Knuth started rewarding people for discovering errors in his books after he published the first volume of The Art of Computer Programming in 1968.
Initially, Knuth sent real, negotiable checks to recipients. He stopped doing so in October 2008 because of problems with check fraud. As a replacement, he started his own "Bank of San Serriffe", in the fictional nation of San Serriffe, which keeps an account for everyone who found an error since 2006. Knuth now sends out "hexadecimal certificates" instead of negotiable checks.

As of October 2001, Knuth reported having written more than 2,000 checks, with an average value exceeding $8 per check. By March 2005, the total value of the checks signed by Knuth was over $20,000. Very few of these checks were actually cashed, even the largest ones. More often they have been framed and kept as a valued keepsake.

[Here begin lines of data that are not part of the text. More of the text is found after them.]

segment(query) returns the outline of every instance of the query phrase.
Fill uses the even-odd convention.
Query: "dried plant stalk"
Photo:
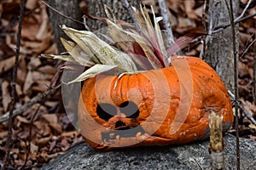
[[[224,141],[222,134],[223,116],[212,110],[209,114],[210,148],[212,169],[224,169]]]

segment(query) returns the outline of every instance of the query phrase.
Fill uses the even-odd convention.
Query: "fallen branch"
[[[29,100],[27,103],[23,105],[18,109],[15,109],[13,112],[13,117],[21,115],[24,111],[30,109],[34,104],[41,102],[44,99],[49,99],[50,96],[55,94],[57,92],[58,88],[49,88],[47,91],[42,94],[38,94],[37,96],[32,98],[31,100]],[[5,113],[0,117],[0,123],[6,122],[9,120],[9,112]]]

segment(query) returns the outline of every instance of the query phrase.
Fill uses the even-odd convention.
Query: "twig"
[[[251,3],[252,3],[252,0],[249,0],[249,2],[247,3],[247,6],[244,8],[244,9],[242,10],[242,12],[241,12],[241,14],[240,14],[240,16],[237,17],[237,18],[235,20],[235,22],[236,22],[236,20],[239,20],[244,15],[244,14],[245,14],[246,11],[247,10],[248,7],[250,6]]]
[[[18,62],[20,57],[20,47],[21,41],[21,28],[22,28],[22,20],[24,14],[24,6],[25,0],[20,1],[20,18],[19,18],[19,26],[17,32],[17,43],[16,43],[16,54],[15,54],[15,63],[13,70],[13,82],[12,82],[12,91],[11,91],[11,105],[9,110],[9,127],[8,127],[8,139],[7,139],[7,153],[4,159],[4,167],[8,167],[9,165],[9,156],[10,150],[12,146],[12,128],[13,128],[13,113],[15,110],[15,99],[16,99],[16,80],[17,80],[17,71],[18,71]]]
[[[256,32],[253,34],[254,39],[256,39]],[[253,63],[253,102],[256,105],[256,42],[254,42],[253,48],[254,63]]]
[[[44,103],[45,101],[45,99],[43,99],[43,101],[41,102],[41,104],[38,105],[38,107],[37,108],[36,111],[34,112],[31,121],[30,121],[30,124],[29,124],[29,134],[28,134],[28,144],[26,145],[26,158],[25,158],[25,162],[24,162],[24,164],[21,167],[21,169],[25,169],[26,167],[26,162],[27,162],[27,160],[28,160],[28,157],[29,157],[29,153],[31,151],[31,141],[32,141],[32,123],[34,122],[34,119],[36,117],[36,115],[38,113],[38,110],[40,109],[40,107],[42,106],[42,104]]]
[[[231,99],[234,100],[235,99],[235,94],[230,90],[228,90],[228,93],[229,93]],[[253,117],[252,114],[247,110],[247,108],[244,106],[244,103],[241,102],[241,100],[238,100],[237,105],[238,105],[238,107],[242,110],[242,113],[244,114],[244,116],[247,119],[249,119],[254,125],[256,125],[255,119]]]
[[[207,10],[207,0],[205,0],[204,7],[203,7],[203,12],[202,12],[202,25],[204,28],[204,33],[207,33],[207,21],[206,21],[206,11]],[[204,60],[205,52],[207,51],[207,37],[204,36],[203,38],[203,48],[201,50],[200,53],[200,59]]]
[[[196,164],[198,165],[198,167],[200,167],[201,170],[203,170],[204,168],[201,167],[201,165],[198,162],[198,161],[195,159],[195,157],[193,156],[193,159],[195,160],[195,162],[196,162]]]
[[[49,4],[48,4],[48,3],[45,3],[44,1],[42,1],[42,3],[43,3],[44,5],[46,5],[49,8],[50,8],[51,10],[53,10],[53,11],[55,12],[55,13],[57,13],[58,14],[60,14],[60,15],[61,15],[61,16],[63,16],[63,17],[65,17],[65,18],[67,18],[67,19],[68,19],[68,20],[73,20],[73,21],[74,21],[74,22],[77,22],[77,23],[79,23],[79,24],[82,24],[83,26],[84,26],[84,22],[81,22],[81,21],[79,21],[79,20],[74,20],[74,19],[73,19],[73,18],[71,18],[71,17],[69,17],[69,16],[67,16],[67,15],[63,14],[62,13],[61,13],[61,12],[58,11],[58,10],[56,10],[55,8],[51,7]]]
[[[238,71],[237,71],[237,51],[236,44],[236,29],[234,20],[233,0],[230,0],[230,8],[225,0],[228,11],[230,14],[230,26],[232,31],[232,44],[234,55],[234,88],[235,88],[235,115],[236,115],[236,169],[240,169],[240,144],[239,144],[239,132],[238,132]]]
[[[44,98],[49,98],[51,95],[55,94],[57,92],[58,88],[49,88],[47,91],[45,91],[43,94],[38,94],[37,96],[32,98],[31,100],[29,100],[27,103],[20,106],[20,108],[14,110],[13,116],[16,116],[18,115],[22,114],[24,111],[26,111],[27,109],[30,109],[34,104],[41,102]],[[0,123],[8,121],[9,117],[9,112],[5,113],[0,117]]]
[[[241,18],[241,19],[240,19],[240,20],[235,21],[235,24],[237,24],[237,23],[239,23],[239,22],[241,22],[241,21],[243,21],[243,20],[247,20],[247,19],[253,18],[253,17],[254,17],[254,16],[256,16],[256,13],[255,13],[255,14],[249,14],[249,15],[247,15],[247,16],[245,16],[245,17],[243,17],[243,18]],[[224,29],[229,27],[229,26],[230,26],[230,24],[221,25],[221,26],[216,26],[215,29],[212,31],[212,33],[219,32],[219,31],[223,31]]]
[[[165,28],[167,32],[167,47],[168,48],[172,43],[174,43],[173,34],[172,31],[171,22],[168,17],[167,8],[165,0],[158,0],[159,7],[161,11],[161,15],[163,16],[163,21]]]
[[[239,56],[239,58],[242,58],[242,57],[245,55],[245,54],[247,53],[247,51],[249,50],[249,48],[250,48],[253,45],[254,45],[255,42],[256,42],[256,39],[254,39],[254,40],[253,40],[253,41],[247,47],[247,48],[243,51],[242,54],[241,54],[241,56]]]

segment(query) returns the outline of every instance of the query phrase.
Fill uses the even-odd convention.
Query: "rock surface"
[[[236,138],[224,136],[226,169],[236,169]],[[240,139],[241,169],[256,169],[256,142]],[[80,143],[44,165],[49,169],[211,169],[209,141],[186,145],[95,151]]]

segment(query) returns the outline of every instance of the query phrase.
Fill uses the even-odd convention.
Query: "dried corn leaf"
[[[82,73],[79,76],[78,76],[73,81],[71,81],[67,82],[67,84],[77,82],[82,82],[88,78],[93,77],[100,73],[106,72],[108,71],[113,70],[114,71],[113,74],[118,74],[124,72],[123,70],[120,70],[116,65],[95,65],[94,66],[90,67],[87,71],[85,71],[84,73]]]

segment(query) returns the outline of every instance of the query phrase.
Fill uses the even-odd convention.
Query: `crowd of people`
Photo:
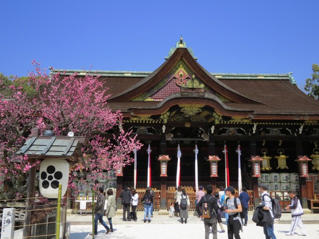
[[[242,188],[242,192],[239,194],[239,197],[235,196],[235,188],[231,186],[226,189],[221,187],[219,192],[213,193],[213,188],[211,185],[206,187],[206,194],[203,190],[202,186],[198,187],[195,204],[198,217],[201,218],[204,222],[205,239],[209,238],[210,228],[212,230],[213,239],[217,239],[217,224],[220,227],[220,233],[226,232],[222,224],[222,218],[224,218],[226,220],[228,239],[232,239],[234,238],[235,239],[240,239],[240,232],[243,231],[243,227],[247,226],[248,222],[248,203],[250,197],[246,189]],[[267,185],[261,184],[259,185],[259,190],[261,192],[262,205],[257,207],[255,211],[261,211],[262,219],[257,219],[257,221],[260,219],[261,224],[258,225],[257,223],[257,226],[263,227],[266,239],[276,239],[274,233],[275,216],[272,207],[272,198],[267,191]],[[113,195],[112,189],[108,190],[106,197],[108,202],[107,207],[106,210],[104,210],[105,198],[103,196],[103,189],[100,188],[95,208],[95,234],[97,234],[97,232],[98,222],[100,222],[104,227],[107,234],[113,232],[112,218],[115,216],[117,209],[115,196]],[[301,215],[304,214],[304,212],[300,201],[294,192],[289,191],[288,195],[292,200],[291,204],[288,206],[286,209],[292,210],[292,221],[290,232],[286,235],[294,235],[298,228],[301,232],[301,235],[306,236],[305,228],[301,220]],[[144,205],[144,223],[147,222],[147,218],[149,223],[151,223],[151,218],[153,217],[153,214],[155,196],[154,191],[149,187],[146,190],[141,200],[141,203]],[[122,199],[123,209],[123,220],[134,220],[136,222],[138,220],[136,209],[139,202],[139,195],[136,189],[129,186],[127,187],[121,192],[120,198]],[[169,209],[169,216],[172,218],[176,214],[180,218],[182,224],[187,224],[190,202],[185,189],[182,189],[181,187],[179,186],[175,192],[174,200],[174,202],[171,204]],[[104,215],[108,219],[109,227],[103,220]]]

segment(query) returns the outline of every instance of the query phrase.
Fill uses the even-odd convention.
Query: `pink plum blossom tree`
[[[101,136],[118,125],[122,116],[107,105],[108,89],[99,76],[89,73],[48,75],[39,64],[33,61],[32,64],[35,70],[29,73],[26,83],[19,84],[16,78],[7,84],[0,79],[0,184],[4,179],[25,180],[25,173],[39,163],[31,164],[26,155],[14,154],[34,127],[42,132],[50,129],[56,136],[72,131],[75,136],[88,137],[82,148],[85,163],[75,170],[81,168],[99,173],[134,161],[131,153],[142,146],[137,135],[121,129],[113,138]],[[20,189],[14,189],[18,193],[14,197],[22,196]]]

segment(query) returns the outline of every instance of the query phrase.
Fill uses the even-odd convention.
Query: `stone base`
[[[159,215],[167,215],[168,214],[168,211],[167,210],[160,210],[158,212]]]
[[[121,214],[123,215],[123,209],[118,209],[116,211],[116,214]]]
[[[304,213],[311,213],[311,210],[308,208],[303,208]]]

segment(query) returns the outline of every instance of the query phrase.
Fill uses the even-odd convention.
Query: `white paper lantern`
[[[65,159],[44,159],[40,166],[41,194],[48,198],[57,198],[59,184],[62,184],[62,195],[66,192],[69,179],[69,163]]]

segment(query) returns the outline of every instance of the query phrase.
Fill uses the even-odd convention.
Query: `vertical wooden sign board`
[[[1,239],[10,239],[14,237],[15,208],[4,208],[2,218]]]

Intelligence: Finding an error in a Knuth text. Stupidity: Cashing that $2.56 check you got.
— Seen in a Slashdot signature, quoted by Tess O'Connor

== Reward amounts ==
In the preface of each of his books and on his website, Knuth offers a reward of $2.56 (USD) to the first person to find each error in his published books, whether it be technical, typographical, or historical. Knuth explains that $2.56, or 256 cents, corresponds to one hexadecimal dollar. Valuable suggestions are worth 32 cents, or 1/8 the value of an error (0.2 hexadecimal dollars or 20 hexadecimal cents). In his earlier books a smaller reward was offered. For example, the 2nd edition of The Art of Computer Programming, Volume 1, offered $2.00.

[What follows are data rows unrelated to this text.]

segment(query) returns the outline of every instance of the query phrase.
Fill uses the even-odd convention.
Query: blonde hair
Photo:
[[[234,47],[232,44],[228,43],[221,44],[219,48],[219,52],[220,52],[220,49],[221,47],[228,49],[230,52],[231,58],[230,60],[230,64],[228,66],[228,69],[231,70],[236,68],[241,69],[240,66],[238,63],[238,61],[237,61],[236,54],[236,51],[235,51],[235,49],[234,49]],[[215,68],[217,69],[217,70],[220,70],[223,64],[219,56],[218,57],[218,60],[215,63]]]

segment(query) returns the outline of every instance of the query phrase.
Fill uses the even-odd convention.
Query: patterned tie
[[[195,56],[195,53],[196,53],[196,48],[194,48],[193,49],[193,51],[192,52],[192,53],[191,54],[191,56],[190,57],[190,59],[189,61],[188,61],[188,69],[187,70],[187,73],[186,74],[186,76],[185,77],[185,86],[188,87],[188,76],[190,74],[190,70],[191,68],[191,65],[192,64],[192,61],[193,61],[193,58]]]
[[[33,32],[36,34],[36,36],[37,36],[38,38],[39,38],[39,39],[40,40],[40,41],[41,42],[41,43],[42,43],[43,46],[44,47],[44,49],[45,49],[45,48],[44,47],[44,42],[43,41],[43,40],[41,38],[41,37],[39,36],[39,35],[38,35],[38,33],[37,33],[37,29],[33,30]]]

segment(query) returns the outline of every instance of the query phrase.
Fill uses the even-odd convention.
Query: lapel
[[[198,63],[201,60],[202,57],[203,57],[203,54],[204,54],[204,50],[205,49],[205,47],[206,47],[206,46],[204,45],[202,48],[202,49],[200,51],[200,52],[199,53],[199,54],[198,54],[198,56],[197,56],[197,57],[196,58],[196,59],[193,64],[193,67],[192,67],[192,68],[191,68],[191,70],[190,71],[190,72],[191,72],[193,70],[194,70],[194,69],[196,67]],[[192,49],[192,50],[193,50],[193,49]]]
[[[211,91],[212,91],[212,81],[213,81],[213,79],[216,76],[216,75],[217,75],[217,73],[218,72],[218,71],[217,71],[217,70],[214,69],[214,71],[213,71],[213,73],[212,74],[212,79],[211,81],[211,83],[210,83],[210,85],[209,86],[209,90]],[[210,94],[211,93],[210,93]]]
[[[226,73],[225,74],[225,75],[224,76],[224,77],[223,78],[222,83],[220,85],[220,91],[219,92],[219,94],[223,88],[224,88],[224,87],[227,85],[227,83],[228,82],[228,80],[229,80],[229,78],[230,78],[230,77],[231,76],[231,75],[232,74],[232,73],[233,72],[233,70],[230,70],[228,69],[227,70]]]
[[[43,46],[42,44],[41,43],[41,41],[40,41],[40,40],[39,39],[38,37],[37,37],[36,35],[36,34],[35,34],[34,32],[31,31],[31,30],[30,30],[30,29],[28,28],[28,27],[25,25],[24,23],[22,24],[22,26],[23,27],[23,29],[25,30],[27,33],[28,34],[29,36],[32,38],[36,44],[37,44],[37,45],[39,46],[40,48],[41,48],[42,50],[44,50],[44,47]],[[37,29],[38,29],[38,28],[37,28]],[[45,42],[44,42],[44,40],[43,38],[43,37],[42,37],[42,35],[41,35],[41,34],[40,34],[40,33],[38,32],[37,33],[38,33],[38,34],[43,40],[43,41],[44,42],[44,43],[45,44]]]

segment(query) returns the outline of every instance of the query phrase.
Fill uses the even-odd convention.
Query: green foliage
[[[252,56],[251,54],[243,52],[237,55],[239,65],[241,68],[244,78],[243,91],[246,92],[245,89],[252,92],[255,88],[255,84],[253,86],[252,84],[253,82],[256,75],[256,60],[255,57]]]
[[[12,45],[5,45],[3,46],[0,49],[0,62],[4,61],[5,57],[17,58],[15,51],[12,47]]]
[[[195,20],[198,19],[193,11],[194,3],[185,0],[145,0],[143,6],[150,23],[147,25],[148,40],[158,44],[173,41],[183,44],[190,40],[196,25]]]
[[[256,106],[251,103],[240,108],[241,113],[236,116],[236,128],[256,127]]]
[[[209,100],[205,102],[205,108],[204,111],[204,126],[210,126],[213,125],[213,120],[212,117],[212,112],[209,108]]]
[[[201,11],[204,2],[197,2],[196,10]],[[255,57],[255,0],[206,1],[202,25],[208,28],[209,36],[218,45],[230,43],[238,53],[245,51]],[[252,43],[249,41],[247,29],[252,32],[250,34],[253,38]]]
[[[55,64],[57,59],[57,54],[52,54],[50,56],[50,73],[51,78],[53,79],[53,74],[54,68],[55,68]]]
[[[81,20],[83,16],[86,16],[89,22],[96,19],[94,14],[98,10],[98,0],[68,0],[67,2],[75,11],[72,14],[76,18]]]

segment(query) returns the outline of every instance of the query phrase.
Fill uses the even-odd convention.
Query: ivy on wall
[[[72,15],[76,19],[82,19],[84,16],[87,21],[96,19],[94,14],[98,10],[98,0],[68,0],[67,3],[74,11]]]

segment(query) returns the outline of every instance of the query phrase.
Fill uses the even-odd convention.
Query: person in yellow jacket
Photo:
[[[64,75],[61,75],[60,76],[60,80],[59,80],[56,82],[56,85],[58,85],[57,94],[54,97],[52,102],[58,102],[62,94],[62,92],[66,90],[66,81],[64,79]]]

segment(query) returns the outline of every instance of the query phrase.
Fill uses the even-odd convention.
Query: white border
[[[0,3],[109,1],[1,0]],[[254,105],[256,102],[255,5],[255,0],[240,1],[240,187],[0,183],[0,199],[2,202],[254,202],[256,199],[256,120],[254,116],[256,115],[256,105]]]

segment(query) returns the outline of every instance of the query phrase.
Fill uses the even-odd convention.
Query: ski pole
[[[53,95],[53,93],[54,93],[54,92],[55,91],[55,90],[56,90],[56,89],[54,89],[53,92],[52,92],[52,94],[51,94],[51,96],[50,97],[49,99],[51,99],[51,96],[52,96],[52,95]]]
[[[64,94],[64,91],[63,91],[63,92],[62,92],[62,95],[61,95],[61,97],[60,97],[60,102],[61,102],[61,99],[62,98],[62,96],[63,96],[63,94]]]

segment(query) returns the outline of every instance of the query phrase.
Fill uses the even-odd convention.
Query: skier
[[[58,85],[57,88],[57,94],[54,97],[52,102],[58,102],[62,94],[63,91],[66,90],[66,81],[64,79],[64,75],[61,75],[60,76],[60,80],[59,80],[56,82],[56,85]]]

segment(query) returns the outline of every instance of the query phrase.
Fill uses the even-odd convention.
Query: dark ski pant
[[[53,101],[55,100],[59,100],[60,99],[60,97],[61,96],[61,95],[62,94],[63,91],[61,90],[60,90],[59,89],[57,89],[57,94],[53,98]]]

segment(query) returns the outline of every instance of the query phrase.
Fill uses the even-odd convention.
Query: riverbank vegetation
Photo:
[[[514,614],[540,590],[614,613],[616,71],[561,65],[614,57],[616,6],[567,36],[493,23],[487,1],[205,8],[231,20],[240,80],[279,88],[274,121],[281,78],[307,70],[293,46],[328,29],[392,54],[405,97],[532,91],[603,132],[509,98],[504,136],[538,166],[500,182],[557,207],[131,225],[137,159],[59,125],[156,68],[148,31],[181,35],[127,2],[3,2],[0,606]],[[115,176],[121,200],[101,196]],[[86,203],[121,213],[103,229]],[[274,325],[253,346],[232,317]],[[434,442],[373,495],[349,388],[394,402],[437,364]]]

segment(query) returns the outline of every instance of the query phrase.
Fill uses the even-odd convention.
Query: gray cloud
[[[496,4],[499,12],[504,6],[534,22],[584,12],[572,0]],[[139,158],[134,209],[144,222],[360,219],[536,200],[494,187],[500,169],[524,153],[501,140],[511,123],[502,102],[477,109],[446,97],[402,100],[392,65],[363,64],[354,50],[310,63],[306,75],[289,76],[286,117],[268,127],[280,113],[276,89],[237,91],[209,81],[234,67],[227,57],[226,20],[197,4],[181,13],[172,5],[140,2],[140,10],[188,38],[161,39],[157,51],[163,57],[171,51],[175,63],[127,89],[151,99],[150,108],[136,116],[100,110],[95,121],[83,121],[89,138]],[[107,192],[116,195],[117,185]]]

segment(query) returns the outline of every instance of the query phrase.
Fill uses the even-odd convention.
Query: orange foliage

The reward for coding errors found in Knuth's TeX and Metafont programs (as distinguished from errors in Knuth's books) followed a unique scheme inspired by the wheat and chessboard problem, starting at $2.56, and doubling every year until it reached $327.68. Recipients of this "progressive reward" reward include Chris Thompson (Cambridge) and Bogusław L. Jackowski (Gdańsk), and also Peter Breitenlohner on 20 March 1995.

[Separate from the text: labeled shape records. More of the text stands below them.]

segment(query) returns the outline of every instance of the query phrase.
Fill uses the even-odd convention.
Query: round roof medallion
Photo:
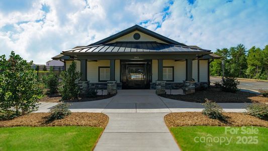
[[[139,33],[135,33],[133,35],[133,38],[135,40],[139,40],[140,38],[140,35]]]

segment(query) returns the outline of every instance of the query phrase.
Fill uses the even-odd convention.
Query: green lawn
[[[83,126],[0,128],[0,150],[91,150],[103,130]]]
[[[239,128],[237,134],[228,131],[226,134],[223,126],[176,127],[170,129],[183,150],[268,150],[268,128],[254,127],[258,129],[258,134],[242,134],[241,127],[231,127]],[[209,140],[206,139],[209,137],[214,140],[207,143],[205,140]],[[215,137],[222,139],[222,144]],[[229,144],[226,138],[231,140]]]

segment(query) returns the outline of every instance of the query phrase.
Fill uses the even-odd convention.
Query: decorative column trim
[[[186,81],[190,81],[193,79],[193,59],[186,59]]]
[[[197,59],[197,82],[200,82],[200,63],[199,58]]]
[[[115,60],[110,60],[110,81],[115,81]]]
[[[163,81],[163,59],[158,59],[158,80],[157,81]]]
[[[87,81],[86,64],[87,59],[80,59],[80,71],[81,72],[81,81]]]

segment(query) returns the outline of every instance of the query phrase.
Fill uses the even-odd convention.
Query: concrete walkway
[[[180,150],[164,122],[166,113],[108,113],[94,150]]]
[[[154,90],[118,90],[115,96],[83,102],[71,103],[72,112],[112,113],[170,113],[200,112],[200,103],[167,99],[155,95]],[[36,112],[47,112],[57,103],[42,103]],[[225,112],[245,111],[246,103],[218,103]]]
[[[109,122],[95,150],[178,150],[164,122],[170,112],[201,111],[203,106],[159,97],[154,90],[119,90],[107,99],[72,103],[72,112],[102,112]],[[57,103],[44,103],[36,112],[47,112]],[[226,112],[243,112],[246,104],[219,103]]]

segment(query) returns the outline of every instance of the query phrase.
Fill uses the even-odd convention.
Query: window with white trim
[[[99,81],[107,81],[110,80],[110,67],[101,67],[99,68]]]
[[[173,73],[174,67],[173,66],[163,67],[163,80],[173,81]]]

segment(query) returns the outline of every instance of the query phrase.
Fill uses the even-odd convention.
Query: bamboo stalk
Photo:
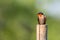
[[[38,13],[38,25],[36,33],[36,40],[47,40],[46,16],[42,12]]]
[[[37,40],[47,40],[47,26],[37,25]]]

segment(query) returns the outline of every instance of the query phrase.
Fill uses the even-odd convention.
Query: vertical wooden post
[[[46,16],[42,12],[38,13],[38,25],[36,30],[36,40],[47,40]]]
[[[47,40],[47,26],[37,25],[37,39],[36,40]]]

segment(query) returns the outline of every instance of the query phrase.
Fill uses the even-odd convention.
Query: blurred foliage
[[[0,0],[0,40],[36,40],[34,0]],[[59,23],[47,17],[48,40],[59,40]]]

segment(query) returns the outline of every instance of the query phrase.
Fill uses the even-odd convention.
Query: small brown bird
[[[46,24],[46,16],[42,13],[38,13],[38,24]]]

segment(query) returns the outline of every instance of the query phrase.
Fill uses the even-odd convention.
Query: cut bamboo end
[[[36,40],[47,40],[47,25],[37,25]]]

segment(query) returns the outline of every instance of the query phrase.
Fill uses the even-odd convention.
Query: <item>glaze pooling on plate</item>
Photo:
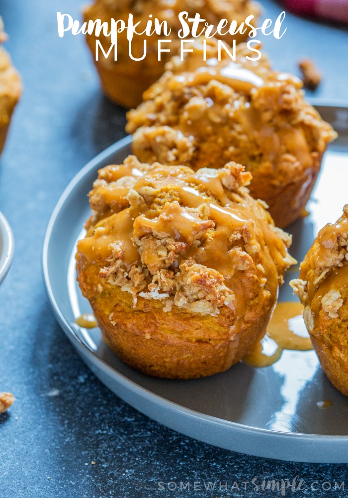
[[[345,108],[320,109],[324,119],[341,116],[345,123],[344,111],[348,113]],[[291,253],[299,261],[319,229],[337,218],[347,203],[346,183],[335,180],[347,174],[348,135],[345,129],[342,132],[343,138],[325,157],[307,206],[309,216],[288,229],[293,236]],[[263,369],[240,363],[205,378],[167,380],[127,367],[104,344],[98,328],[76,324],[76,318],[90,312],[77,286],[74,260],[76,241],[89,212],[87,194],[97,170],[122,162],[130,152],[130,142],[126,138],[112,146],[79,173],[63,194],[47,229],[43,267],[48,294],[59,322],[79,354],[125,401],[186,435],[257,456],[348,462],[347,400],[327,379],[314,351],[284,351],[278,362]],[[328,193],[333,192],[326,202]],[[60,236],[62,233],[64,237]],[[288,281],[296,276],[296,269],[287,272],[280,301],[296,299]],[[332,404],[323,409],[321,403],[326,400]]]

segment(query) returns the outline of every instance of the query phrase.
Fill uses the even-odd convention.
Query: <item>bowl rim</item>
[[[9,269],[14,251],[13,234],[8,222],[0,211],[0,284]]]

Each check's memo field identifies the book and page number. 1.23 indicates an error on page 23 of Volume 1. (1.23) indicates a valuable suggestion on that page. The symbol Θ denotes the book Things a Computer Scientist Rarely Talks About, KLR denotes the book Mathematical Writing (by Knuth, Larrabee, and Roberts), GKP and CM denote the book Concrete Mathematics (by Graham, Knuth, and Patashnik), f1 denotes fascicle 1, CMT denotes the book Computer Modern Typefaces, DT denotes the book Digital Typography, SN denotes Surreal Numbers, CWEB denotes the book The CWEB System of Structured Documentation, DA denotes the book Selected Papers on Design of Algorithms, FG denotes the book Selected Papers on Fun and Games, and MM denotes the book MMIXware - A RISC Computer for the Third Millennium.

== Processing delays ==
Knuth is often unable to answer immediately when a reader finds a mistake in one of his books or programs. In some cases, the delay has been several years. For example, on 1 July 1996, Knuth sent out more than 250 letters, 125 of which contained checks, for errors reported in The Art of Computer Programming since the summer of 1981. A few of these remain unclaimed as of May 2006. When Knuth is not able to reply immediately, he adds 5% interest, compounded continuously, to the reward.